Die Möglichkeiten und Anwendungsfelder künstlicher Intelligenz (KI) werden heutzutage mit zunehmender Komplexität der Technologie immer grösser. Folglich stehen Ingenieure bei der Integration von KI in Systeme vor neuen Herausforderungen. Ein Teil dieser Komplexität beruht auf der Erkenntnis, dass KI-Modelle nur so effektiv sein können wie die Daten, mit denen sie trainiert wurden.

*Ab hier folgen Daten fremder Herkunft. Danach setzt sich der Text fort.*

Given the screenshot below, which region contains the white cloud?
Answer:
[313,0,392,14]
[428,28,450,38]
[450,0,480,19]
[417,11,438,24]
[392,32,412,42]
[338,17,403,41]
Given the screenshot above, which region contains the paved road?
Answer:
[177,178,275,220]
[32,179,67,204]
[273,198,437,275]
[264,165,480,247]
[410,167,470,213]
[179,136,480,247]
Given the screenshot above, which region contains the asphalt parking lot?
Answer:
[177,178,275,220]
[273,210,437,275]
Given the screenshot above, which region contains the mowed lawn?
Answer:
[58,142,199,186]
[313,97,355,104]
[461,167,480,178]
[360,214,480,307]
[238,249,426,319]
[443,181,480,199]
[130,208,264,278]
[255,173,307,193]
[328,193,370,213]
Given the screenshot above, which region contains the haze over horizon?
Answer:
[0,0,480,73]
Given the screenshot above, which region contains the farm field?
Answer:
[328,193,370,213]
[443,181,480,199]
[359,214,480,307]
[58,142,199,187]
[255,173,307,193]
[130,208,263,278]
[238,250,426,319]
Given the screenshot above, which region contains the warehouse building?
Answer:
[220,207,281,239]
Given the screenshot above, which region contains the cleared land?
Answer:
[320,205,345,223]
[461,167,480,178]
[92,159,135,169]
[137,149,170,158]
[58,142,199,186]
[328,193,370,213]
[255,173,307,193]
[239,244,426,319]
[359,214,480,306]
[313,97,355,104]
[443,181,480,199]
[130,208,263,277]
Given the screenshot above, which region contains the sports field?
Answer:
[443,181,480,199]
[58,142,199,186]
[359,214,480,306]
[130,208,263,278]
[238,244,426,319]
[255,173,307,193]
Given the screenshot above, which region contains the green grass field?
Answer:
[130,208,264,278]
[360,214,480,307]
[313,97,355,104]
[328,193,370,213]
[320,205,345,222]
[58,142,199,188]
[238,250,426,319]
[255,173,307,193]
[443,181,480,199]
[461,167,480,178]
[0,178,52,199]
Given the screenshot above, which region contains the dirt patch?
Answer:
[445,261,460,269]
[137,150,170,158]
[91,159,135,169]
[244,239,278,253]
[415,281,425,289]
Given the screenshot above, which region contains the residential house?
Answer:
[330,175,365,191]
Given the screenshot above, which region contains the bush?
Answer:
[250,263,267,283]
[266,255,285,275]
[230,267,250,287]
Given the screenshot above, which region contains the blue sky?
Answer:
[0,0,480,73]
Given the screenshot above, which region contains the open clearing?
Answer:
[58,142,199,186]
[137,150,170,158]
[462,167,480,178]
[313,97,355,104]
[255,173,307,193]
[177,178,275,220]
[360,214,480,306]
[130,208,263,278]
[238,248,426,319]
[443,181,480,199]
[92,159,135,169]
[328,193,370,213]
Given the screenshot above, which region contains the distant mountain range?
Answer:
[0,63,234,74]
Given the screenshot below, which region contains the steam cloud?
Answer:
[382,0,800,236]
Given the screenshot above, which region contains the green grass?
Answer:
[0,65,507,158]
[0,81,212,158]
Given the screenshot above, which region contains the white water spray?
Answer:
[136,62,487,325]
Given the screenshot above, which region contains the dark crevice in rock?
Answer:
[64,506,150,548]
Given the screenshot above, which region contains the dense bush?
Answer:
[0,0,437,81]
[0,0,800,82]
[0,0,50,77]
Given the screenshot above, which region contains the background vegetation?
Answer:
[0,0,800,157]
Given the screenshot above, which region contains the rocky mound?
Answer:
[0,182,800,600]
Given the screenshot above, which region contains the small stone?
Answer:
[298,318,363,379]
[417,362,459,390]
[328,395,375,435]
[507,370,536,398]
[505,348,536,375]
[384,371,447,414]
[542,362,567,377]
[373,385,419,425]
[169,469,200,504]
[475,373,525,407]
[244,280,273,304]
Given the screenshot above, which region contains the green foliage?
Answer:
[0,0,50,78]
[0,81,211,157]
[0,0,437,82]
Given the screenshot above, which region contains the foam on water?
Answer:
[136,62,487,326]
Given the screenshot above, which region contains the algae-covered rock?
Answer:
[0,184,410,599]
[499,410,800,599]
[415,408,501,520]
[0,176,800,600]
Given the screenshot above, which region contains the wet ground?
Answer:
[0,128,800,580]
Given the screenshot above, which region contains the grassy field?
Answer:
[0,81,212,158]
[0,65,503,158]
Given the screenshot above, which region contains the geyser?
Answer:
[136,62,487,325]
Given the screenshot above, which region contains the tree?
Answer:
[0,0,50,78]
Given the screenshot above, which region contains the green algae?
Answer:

Sind die Daten unzureichend, ungenau oder verzerrt, werden auch die Berechnungen des Modells entsprechend ausfallen.

Generell gibt es drei zentrale Punkte, an denen sich KI und Simulation überschneiden. Zunächst geht es um die Bewältigung des Problems unzureichender Daten, da Simulationsmodelle dazu verwendet werden können, Daten zu erzeugen, deren Erhebung unter Umständen aufwendig oder kostspielig ist. Der zweite Punkt ist die Verwendung von KI-Modellen als Näherungen für komplexe, rechenintensive hochrealistische Simulationen, was auch als Reduced-Order-Modellierung bezeichnet wird. Als Drittes werden KI-Modelle in Embedded Systems für Anwendungen wie Regelungstechnik, Signalverarbeitung und Embedded Vision eingesetzt, bei denen die Simulation zu einem entscheidenden Faktor im Entwicklungsprozess geworden ist.

Angesichts der Tatsache, dass Ingenieure neue Wege finden, um effektivere KI-Modelle zu entwickeln, wird in diesem Beitrag untersucht, wie man Simulationen und KI kombinieren kann, um sich den Herausforderungen von Zeit, Modellzuverlässigkeit und Datenqualität zu stellen.

 

1. Herausforderung: Daten zumTrainieren und Validieren von KI-Modellen
Das Sammeln realer Daten und das Erstellen geeigneter, sauberer und katalogisierter Daten ist ein schwieriger und zeitaufwendiger Prozess. Dabei müssen Ingenieure auch berücksichtigen, dass die meisten KI-Modelle zwar statisch sind (sie arbeiten also mithilfe von festen Parameterwerten), jedoch ständig mit neuen Daten konfrontiert werden, die nicht unbedingt im Trainingssatz enthalten sind.
Ohne robuste Daten zum Trainieren eines Modells werden Projekte in der Regel scheitern, weshalb die Datenaufbereitung einen entscheidenden Schritt im KI-Workflow darstellt. "Schlechte Daten" können dazu führen, dass ein Ingenieur Stunden vergeudet, um herauszufinden, warum das Modell nicht funktioniert, ohne dass aufschlussreiche Ergebnisse  zu erwarten wären.
Mit Simulationen kann diese Problematik überwunden werden. In den letzten Jahren hat die datenzentrierte KI den Fokus der KI-Gemeinschaft auf die Bedeutung von Trainingsdaten gelenkt. Anstatt die gesamte Zeit eines Projekts für die Optimierung der Architektur und der Parameter des KI-Modells zu verwenden, hat sich gezeigt, dass die Zeit, die zur Verbesserung der Trainingsdaten aufgewendet wird, oft zu grösseren Genauigkeitssteigerungen führt. Der Einsatz von Simulationen zur Ergänzung vorhandener Trainingsdaten bietet eine Reihe von Vorteilen:

  • Computersimulationen sind in der Regel wesentlich kostengünstiger als physikalische Experimente.
  • Der Ingenieur besitzt die volle Kontrolle über die Umgebung und kann so Szenarien simulieren, die in der realen Welt nur schwer oder gar nicht durchführbar sind.
  • Mithilfe der Simulation lassen sich interne Zustände ermitteln, die in einem Versuchsaufbau möglicherweise nicht gemessen werden können, was bei der Fehlersuche, sprich warum ein KI-Modell in bestimmten Situationen nicht erfolgreich ist, sehr nützlich sein kann.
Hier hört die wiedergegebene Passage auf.